This year, a proposal to reform solitary, and fundamentally change the way prisons and jails treat people — and make the facilities, and our communities, safer — has gained momentum in the State Legislature. The Humane Alternatives to Long-Term Solitary Confinement Act would end long-term solitary and replace it with more humane and effective alternatives. It would not end all solitary confinement, but rather limit it, in line with human rights standards, and instead give staff the tools to more meaningfully address problematic behavior by incarcerated people. I believe we have a real opportunity to get it done.

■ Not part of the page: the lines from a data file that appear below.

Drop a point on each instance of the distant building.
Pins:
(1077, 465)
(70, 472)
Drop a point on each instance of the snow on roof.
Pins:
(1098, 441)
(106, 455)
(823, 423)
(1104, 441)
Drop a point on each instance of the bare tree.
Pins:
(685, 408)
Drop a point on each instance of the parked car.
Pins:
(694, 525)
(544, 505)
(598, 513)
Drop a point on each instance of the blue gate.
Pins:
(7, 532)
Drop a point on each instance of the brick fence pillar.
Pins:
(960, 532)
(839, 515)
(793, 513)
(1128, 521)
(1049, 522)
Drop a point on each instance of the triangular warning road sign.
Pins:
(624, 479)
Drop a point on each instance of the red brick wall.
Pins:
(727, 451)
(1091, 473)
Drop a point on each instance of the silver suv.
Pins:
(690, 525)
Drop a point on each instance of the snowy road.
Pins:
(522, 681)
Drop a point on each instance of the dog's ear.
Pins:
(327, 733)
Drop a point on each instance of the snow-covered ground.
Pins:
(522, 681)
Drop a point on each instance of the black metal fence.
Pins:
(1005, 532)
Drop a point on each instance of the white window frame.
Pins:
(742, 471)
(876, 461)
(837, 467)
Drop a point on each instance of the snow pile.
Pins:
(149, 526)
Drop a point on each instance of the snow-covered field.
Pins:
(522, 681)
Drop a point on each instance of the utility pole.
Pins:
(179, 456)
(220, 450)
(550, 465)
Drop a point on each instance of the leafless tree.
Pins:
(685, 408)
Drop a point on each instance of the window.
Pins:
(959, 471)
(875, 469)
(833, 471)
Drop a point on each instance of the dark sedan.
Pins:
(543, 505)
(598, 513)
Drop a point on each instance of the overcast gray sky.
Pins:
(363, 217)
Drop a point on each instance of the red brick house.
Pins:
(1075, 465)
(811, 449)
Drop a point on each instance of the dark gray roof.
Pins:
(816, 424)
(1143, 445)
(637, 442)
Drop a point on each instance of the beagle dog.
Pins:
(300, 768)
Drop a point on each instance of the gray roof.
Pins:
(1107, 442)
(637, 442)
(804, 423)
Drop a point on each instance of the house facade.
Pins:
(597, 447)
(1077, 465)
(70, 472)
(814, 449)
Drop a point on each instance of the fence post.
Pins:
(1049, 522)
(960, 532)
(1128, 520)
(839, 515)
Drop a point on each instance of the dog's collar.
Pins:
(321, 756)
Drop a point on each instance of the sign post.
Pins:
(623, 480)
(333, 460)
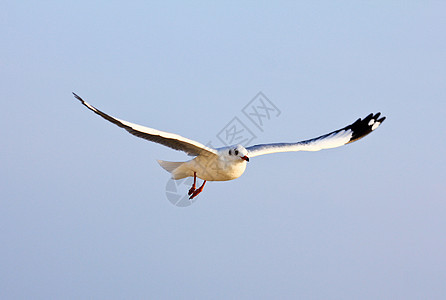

My eyes were opened to this issue, in part, by Johnny Perez, with whom I served on the New York Advisory Committee to the U.S. Commission on Civil Rights. Perez spent 60 days in solitary confinement when he was first locked up at age 16, and a total of three years while in prison following a later conviction for robbery. Most of his time in solitary was for cannabis consumption — a violation of both the law and prison rules, admittedly, but far less damaging than solitary confinement.
In solitary, he couldn’t interact with anybody except the officers who slid trays of meager portions of food through a slot in his door. He received no counseling, religious services or any programming whatsoever. He was just alone, left to count the bricks on his cell wall. He found himself in a deep depression, and though he pulled out of it, many others do not fare as well. Indeed, between 5 percent and 7 percent of the state prison population is held in solitary confinement, yet roughly 30 percent of suicides take place there.